The timetable for broadband in all UK homes by 2012 has been put back by Tory culture secretary Jeremy Hunt- who says Labour’s plan was impractical.
The battle to close Britain’s broadband divide suffered a blow when the government pushed back the UK’s target for universal access to high-speed networks by three years.
Jeremy Hunt, the culture secretary, said that it was not practical to meet the previous government’s target of universal broadband coverage by 2012 – a commitment he had previously dismissed as “paltry”. Instead, Hunt said it would take until 2015 before every home in Britain had at least a 2Mbps (megabits per second) connection.
“I have looked at the provision the government had made to achieve this by 2012. And I’m afraid that I am not convinced that there is sufficient funding in place,” Hunt told a gathering of telecoms operators. “So, while we will keep working towards that date, we have set ourselves a more realistic target of achieving universal 2Mbps access within the lifetime of this parliament.”
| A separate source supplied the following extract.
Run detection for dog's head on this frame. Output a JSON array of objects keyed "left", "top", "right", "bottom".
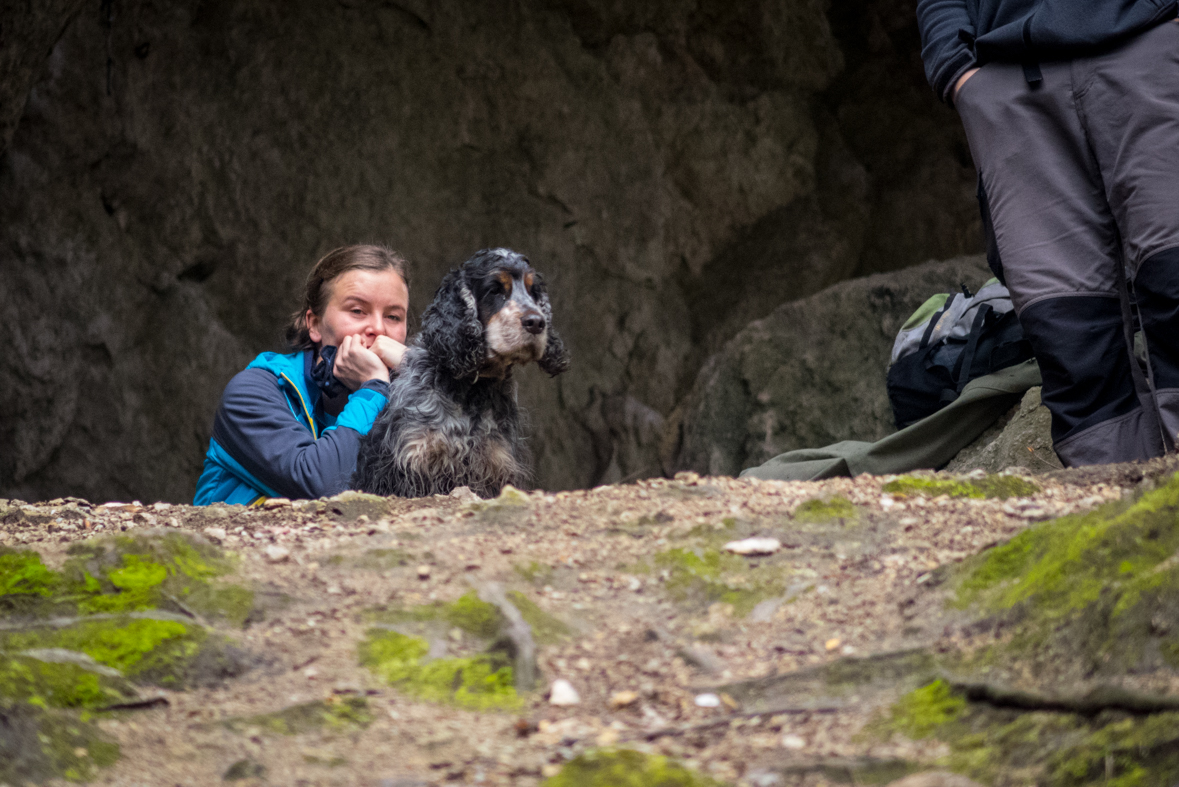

At present, 99% of homes can get some form of broadband connection but about 11% – or 2 million homes – cannot get speeds as high as 2Mbps. This limits their ability to use bandwidth-intensive services such as video streaming and television-on-demand. About 160,000 rural and remote households still cannot get any form of broadband, more than 10 years after the first services were launched.
Labour had assigned about £250m from the digital switchover fund to pay for its universal service obligation. It had also planned to introduce a 50p-per-line levy on all phone lines to fund the rollout of superfast networks in rural areas, but this tax was shelved before the election and then abolished by George Osborne in June’s budget.
Hunt’s message to the telecoms industry was that it was essential that the next generation of broadband networks, which offers speeds upwards of 40Mbps, were made available to “virtually every household”. He wants Britain to have the best superfast broadband in Europe by 2015.
However, the government also expects the communications sector to take the lead, even though companies such as BT have warned that it is not economically viable to extend superfast broadband across the whole country.
Hunt, though, said that innovative solutions were the answer. “I don’t want to hear about how to roll out a fibre-optic pipe to every home in Wales,” said Hunt, who suggested the water mains and sewers could be opened up if this would cut the cost of building new networks.
He also conceded that commercial operators could not solve the problem alone. “There is market failure now so I believe there will be market failure in the future, but I would be incredibly pleased to learn that this is not the case.”
BT has committed to spending £2.5bn to extend its new fibre network to two-thirds of homes, but has warned that it cannot go further without government support.
The government also said that it would start three trials of super-fast broadband networks in rural areas this autumn. These pilots should identify ways of bringing broadband to areas where it is not economically viable – through partnerships, funding support, or by relaxing legislation.